株式持ち合いに開示義務

金融庁は上場企業間の株式持ち合い状況を開示するよう義務づける方針を固めた。開示の対象とするのは持ち合い株の残高や保有の理由で、早ければ2010年3月期の適用を目指す。株式相場の下落で日本企業は09年3月期、銀行を中心に保有株式の損失処理を迫られ、業績が大幅に悪化した。持ち合い株の動向は重要な投資情報として、開示を強化する。銀行などに保有政策の見直しを促す狙いもある。
NIKKEI NET2009年7月6日

【CFOならこう読む】

有報と四半期報告書の中で開示するという方向性は良いと思います。

問題となるのは、何をどこまで開示させるかという点です。

「金融庁は定義を明確にしたうえで、持ち合い株の総額と保有の理由について開示を求める。

個別銘柄の公表を求めるかどうかは今後詰める。金融庁内には大口保有先に限って情報を開示する必要性を指摘する声が出ているが、企業側には慎重な意見が根強い。
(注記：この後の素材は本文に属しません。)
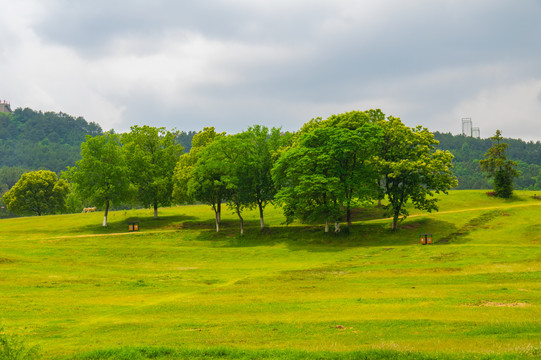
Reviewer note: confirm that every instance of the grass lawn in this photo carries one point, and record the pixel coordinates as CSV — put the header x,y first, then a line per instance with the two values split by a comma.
x,y
177,289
」

(日本経済新聞 2009年7月5日 1面)

行われるべき買収を経営者の保身のために行われない、ということがなくなるためには、持ち合い解消を企業に進めさせることが必須です。

その第一歩としては、開示を徹底させるという方向は悪くないと思います。
ただし個別銘柄の開示をさせなければ、その善し悪しを一般投資家は判断できず、意味がなくなりますので、この部分は絶対に譲れないと僕は思います。

それにしてもこういうニュースは、何故、日経新聞にだけ掲載されるのでしょうか?

先週、山崎豊子さんの「運命の人」を読みました。西山事件という実在の事件を題材に、報道の自由が国益のためにどこまで制限されるかをテーマにした骨太の小説です。

その中で、最も国よりの新聞が偽名で登場します。その新聞が日経新聞であるなら、我々はそれを十分に認識した上で日経新聞を読む必要があると、僕は思います。